LOS ANGELES, Calif. — The world lost a fierce HIV/AIDS advocate with the March 23 death of actress Elizabeth Taylor. The Oscar-winning beauty launched a second career as an AIDS activist in 1985 when she organized AIDS Project Los Angeles’s first “Commitment to Life” event, which would go on to become the biggest AIDS fundraiser in history.
“It’s impossible to underestimate Elizabeth Taylor’s impact on the fight against AIDS from the very beginning,” said APLA Executive Director Craig E. Thompson. “We’re simply devastated by her loss.”
For Taylor, the fight against AIDS became personal from the start. While she and her publicist worked in the first months of 1985 to organize the inaugural “Commitment to Life” gala, she would learn that her friend and co-star Rock Hudson was dying of the disease.
Despite — and because of — widespread silence within the entertainment community, Taylor worked to pack the Bonaventure Hotel for the gala, which raised $1.3 million. More than 2,500 attended, and Taylor took the stage to present the first Commitment to Life award to First Lady Betty Ford. Among the attendees were Abigail Van Buren, Cher, Sammy Davis, Jr., Burt Lancaster, Cyndi Lauper, Shirley MacLaine, Rod Stewart and Stevie Wonder.
Taylor was honored at the following year’s Commitment to Life gala, and the event continued annually for more than a decade, raising millions for APLA’s work in Los Angeles.
Her AIDS activism reached far beyond entertainment circles and into the political arena, as well. In 1986, she co-founded The American Foundation for AIDS Research (amfAR) and testified before a U.S. Senate Committee in support of federal funding for HIV care and treatment.
In 1991, she launched The Elizabeth Taylor AIDS Foundation, which continues to provide funding for HIV and AIDS programs globally, including those at APLA.
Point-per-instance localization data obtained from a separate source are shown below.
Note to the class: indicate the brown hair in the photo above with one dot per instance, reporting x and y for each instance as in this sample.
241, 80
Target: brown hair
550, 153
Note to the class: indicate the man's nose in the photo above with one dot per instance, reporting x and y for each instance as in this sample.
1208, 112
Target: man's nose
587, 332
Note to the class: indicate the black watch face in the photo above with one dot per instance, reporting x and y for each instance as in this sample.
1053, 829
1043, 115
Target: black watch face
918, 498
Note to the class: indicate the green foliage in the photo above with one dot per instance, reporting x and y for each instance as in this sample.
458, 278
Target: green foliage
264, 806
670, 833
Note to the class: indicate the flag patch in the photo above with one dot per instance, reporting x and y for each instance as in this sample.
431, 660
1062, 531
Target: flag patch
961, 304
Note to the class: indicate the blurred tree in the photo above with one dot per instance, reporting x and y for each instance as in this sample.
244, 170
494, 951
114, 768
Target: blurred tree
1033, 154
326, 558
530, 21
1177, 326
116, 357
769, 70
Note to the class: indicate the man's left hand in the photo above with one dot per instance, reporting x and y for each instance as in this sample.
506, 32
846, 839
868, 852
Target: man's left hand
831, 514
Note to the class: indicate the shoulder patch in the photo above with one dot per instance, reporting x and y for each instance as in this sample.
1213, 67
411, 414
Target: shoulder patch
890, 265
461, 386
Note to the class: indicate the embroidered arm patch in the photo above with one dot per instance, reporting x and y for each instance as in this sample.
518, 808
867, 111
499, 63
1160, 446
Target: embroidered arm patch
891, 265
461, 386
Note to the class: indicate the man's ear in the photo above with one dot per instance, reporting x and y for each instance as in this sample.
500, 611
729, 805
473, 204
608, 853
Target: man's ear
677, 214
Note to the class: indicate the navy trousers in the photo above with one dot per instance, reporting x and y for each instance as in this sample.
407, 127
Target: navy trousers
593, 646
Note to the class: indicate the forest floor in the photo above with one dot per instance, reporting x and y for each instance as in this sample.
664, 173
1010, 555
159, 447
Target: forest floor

Taylor herself remained a fierce advocate for HIV-related work. She appeared as recently as 2009 on the stage of Macy’s and American Express Passport in Los Angeles — another annual event that she helped found, which has raised more than $28 million for AIDS organizations, including APLA, over its three decades.
“We’ve lost one of the boldest advocates our community has seen,” Thompson said, “but her tremendous impact lives with us.”